Show that $\Bbb S^1 / {\sim}$ is homeomorphic to $I=[0,1]$.

Question

Let $\Bbb S^1=\{(x,y) \mid x^2 +y^2 =1 \} \subset \Bbb R$. Define an equivalence relation $\sim$ such that $(x,y) \sim (a,b) \iff |x|=|a|, |y|=|b|$. Show that $\Bbb S^1 / {\sim}$ is homeomorphic to $I=[0,1]$.

What is the approach to take here?
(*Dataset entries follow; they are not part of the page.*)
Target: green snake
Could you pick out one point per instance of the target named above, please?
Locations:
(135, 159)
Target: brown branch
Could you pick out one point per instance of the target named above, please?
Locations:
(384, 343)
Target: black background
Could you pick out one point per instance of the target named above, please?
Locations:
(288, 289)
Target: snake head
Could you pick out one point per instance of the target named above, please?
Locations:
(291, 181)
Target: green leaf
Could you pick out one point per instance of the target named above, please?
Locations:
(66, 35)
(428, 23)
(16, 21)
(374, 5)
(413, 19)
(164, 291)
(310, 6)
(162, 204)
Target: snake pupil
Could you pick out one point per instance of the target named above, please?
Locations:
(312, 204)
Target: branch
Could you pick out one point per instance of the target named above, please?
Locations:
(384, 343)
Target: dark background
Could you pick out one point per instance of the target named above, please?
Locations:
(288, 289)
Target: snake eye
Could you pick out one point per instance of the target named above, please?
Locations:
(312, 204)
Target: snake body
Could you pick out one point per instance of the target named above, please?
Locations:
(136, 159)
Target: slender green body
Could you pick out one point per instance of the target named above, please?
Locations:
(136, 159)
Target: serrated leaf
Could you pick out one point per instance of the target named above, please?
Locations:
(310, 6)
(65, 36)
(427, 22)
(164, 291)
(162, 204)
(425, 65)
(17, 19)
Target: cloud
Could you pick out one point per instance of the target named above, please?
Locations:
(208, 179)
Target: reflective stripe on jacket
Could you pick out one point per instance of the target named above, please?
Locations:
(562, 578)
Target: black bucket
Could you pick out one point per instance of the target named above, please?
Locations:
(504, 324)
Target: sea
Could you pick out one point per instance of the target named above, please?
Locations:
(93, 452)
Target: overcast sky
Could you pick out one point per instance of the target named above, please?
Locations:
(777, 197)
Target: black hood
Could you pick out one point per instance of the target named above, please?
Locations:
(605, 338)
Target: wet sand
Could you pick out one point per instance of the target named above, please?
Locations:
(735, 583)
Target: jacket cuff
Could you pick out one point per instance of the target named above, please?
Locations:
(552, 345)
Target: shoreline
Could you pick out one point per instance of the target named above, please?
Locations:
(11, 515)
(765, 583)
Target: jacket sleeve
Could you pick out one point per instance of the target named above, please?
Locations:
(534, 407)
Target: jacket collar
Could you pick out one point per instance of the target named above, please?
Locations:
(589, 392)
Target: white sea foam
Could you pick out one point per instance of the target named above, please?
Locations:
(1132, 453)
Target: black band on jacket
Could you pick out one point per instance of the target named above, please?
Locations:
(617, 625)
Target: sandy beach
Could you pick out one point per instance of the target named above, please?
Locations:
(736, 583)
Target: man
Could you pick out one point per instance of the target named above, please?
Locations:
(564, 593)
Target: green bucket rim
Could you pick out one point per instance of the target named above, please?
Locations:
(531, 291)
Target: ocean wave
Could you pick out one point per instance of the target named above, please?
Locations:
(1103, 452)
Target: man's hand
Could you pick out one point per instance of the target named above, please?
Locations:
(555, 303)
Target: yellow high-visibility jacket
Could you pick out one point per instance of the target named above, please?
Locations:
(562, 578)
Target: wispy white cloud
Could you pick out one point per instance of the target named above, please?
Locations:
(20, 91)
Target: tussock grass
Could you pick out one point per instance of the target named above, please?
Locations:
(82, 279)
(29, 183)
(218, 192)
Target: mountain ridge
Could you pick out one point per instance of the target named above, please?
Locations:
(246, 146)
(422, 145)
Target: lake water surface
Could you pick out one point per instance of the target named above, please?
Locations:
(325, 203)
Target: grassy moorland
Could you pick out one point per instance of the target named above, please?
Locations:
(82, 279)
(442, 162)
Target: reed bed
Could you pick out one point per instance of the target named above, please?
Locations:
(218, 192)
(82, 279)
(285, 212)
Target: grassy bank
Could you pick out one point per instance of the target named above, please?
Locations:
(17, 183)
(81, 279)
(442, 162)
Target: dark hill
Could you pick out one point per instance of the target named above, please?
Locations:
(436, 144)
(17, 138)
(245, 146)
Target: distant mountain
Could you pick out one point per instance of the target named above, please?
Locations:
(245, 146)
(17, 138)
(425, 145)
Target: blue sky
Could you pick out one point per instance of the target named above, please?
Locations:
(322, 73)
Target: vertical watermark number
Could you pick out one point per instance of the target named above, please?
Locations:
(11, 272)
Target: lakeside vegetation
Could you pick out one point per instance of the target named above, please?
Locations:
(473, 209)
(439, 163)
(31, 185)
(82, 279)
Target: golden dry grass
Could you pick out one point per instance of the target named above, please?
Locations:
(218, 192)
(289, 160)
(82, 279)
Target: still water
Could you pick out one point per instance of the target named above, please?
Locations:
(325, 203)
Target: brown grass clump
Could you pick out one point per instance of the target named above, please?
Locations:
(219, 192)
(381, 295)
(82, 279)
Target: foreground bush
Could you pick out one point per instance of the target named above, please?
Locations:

Can I define some continuous $f : \Bbb S^1 \to I$ and use $\pi :\Bbb S^1 \to \Bbb S^1 /{\sim}$ somehow to get a homeomoprhism $f^* : \Bbb S^1 / {\sim} \to I$?

I think there was a definition that this $f^*$ is a homeomorphism if and only if $f$ is a quotient map?

Answer 1

Using your observation, define the mapping

$$ F : \mathbb S^1 \to [0,1], F(x, y) = |x|. $$

Since $F(\pm x, \pm y) = |y| = F(x, y)$, which means that if $(x, y) \sim (a, b)$ then $F(x, y) = F(a,b)$. In particular, $F$ descend to a continuous mapping

$$ f : \mathbb S^1/\sim \to [0,1]$$ with $f\circ \pi = F$.

To show that $f$ is a homeomorphism, we find explicitly the inverse: let $G : [0,1] \to \mathbb S^1$ be given by $G(t) = (t,\sqrt{1-t^2})$ and let $g = \pi \circ G$. Then $g$ is continuous $ f(g(t)) = t$ and

$$ g f([x, y]) = g(|x|) = [|x|, \sqrt{1-x^2}] = [x,y]$$

since $y= \pm \sqrt{1-x^2}$.

Answer 2

Consider the absolute value of the first projection $|\pi_1| : \Bbb S^1 \to [0, 1]$ that maps $(s, t) \mapsto |s|$.

Notice that $\Bbb S^1 / \sim_{|x| = |a|, |y| = |b|}$ is precisely the set of all fibers above $|\pi_1|$. You can check this yourself and it is tedious but not too hard. You can use the following fact to get started: if $(x, y), (a, b) \in \Bbb S^1$ such that $|x| = |a|$, then $$|y| = \sqrt{1 - |x|^2} = \sqrt{1 - |a|^2} = |b|$$

Also, notice that $|\pi_1|$ is an open surjective continuous map. This is because the projection $\pi_1 : \Bbb S^1 \to [-1, 1]$ is an open surjective continuous map and the restricted absolute value map $| \cdot | : [-1, 1] \to [0, 1]$ is also an open surjective continuous map (the absolute value map is not open in general but in this restricted case it is).

Hence, $|\pi_1|$ is a quotient map since open surjective continuous maps are quotient maps.

Thus, by a standard result about quotient maps (the "definition" you talk about in your last paragraph, cf. Corollary $22.3$ in Munkres), $|\pi_1|$ induces a homeomorphism $|\pi_1|^\ast : \Bbb S^1 / \sim_{|x| = |a|, |y| = |b|} \to [0, 1]$ via $\pi : \Bbb S^1 \to \Bbb S^1 / \sim_{|x| = |a|, |y| = |b|}$ such that $|\pi_1| = |\pi_1|^\ast \circ \pi$.

Note: By symmetry, you could have equally used $|\pi_2| : \Bbb S^1 \to [0, 1]$ instead of $|\pi_1| : \Bbb S^1 \to [0, 1]$ and gotten a different homeomorphism from $\Bbb S^1 / \sim_{|x| = |a|, |y| = |b|}$ to $[0, 1]$.